炭素繊維と外為法

八若洋平です。

 7月初旬に全日空が新型B787を公開した。このB787は、構造部材の50%に炭素繊維強化樹脂(CFRP)を適用して軽量化を図り、燃費改善に役立てると伝えられている。
 炭素繊維の応用製品は、その強度特性を生かしたゴルフクラブやテニスラケットがあるが、最近では飛行機の構造部材やパソコン部品などが開発されている。一方、炭素繊維は先端素材として武器等に使用する用途もあるため、外為法による安全保障貿易管理の面では様々な規制を受ける。例えば、外為法に係わる輸出貿易管理令の別表第1(以下、省略)の2の項(原子力関連)ではガス遠心分離機のロータ、4の項(ミサイル関連)では炭素繊維の複合材、5の項(先端材料)ではプリプレグ、プリフォーム、13の項(推進装置)ではロケット推進装置関連の複合材、16の項(補完品目)での補完規制(キャッチオール規制)と数多くの規制がある。

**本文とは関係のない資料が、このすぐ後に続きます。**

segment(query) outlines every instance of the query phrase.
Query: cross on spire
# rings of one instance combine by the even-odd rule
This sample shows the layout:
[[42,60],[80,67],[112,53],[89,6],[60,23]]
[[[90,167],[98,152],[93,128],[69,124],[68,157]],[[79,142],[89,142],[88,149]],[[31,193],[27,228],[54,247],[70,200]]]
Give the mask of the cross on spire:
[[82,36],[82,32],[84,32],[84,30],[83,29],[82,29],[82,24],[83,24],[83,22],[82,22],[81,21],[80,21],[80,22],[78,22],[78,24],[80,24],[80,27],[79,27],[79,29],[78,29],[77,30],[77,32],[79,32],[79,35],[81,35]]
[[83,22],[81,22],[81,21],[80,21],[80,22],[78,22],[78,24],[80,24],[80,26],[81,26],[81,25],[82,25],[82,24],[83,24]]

 炭素繊維の製造方法は日本のメーカーが確立したため、当初生産量は圧倒的なシェアを持っていたが、最近では外国での生産が増えてきている。その大部分は日本のメーカーが海外進出したものだが、進出先は欧米の限定的な国である。炭素繊維についてはその製造技術についても外為法の規制があるため、所謂ホワイト国に絞った技術輸出であることが特徴である。最近、日本のメーカー(T社)が韓国(ホワイト国)の子会社での製造に踏み切ったとの記事が新聞で発表された。これはアジア地区への初めての技術輸出のケースなるが、外為法の観点からみると事前の充分な点検が重要である。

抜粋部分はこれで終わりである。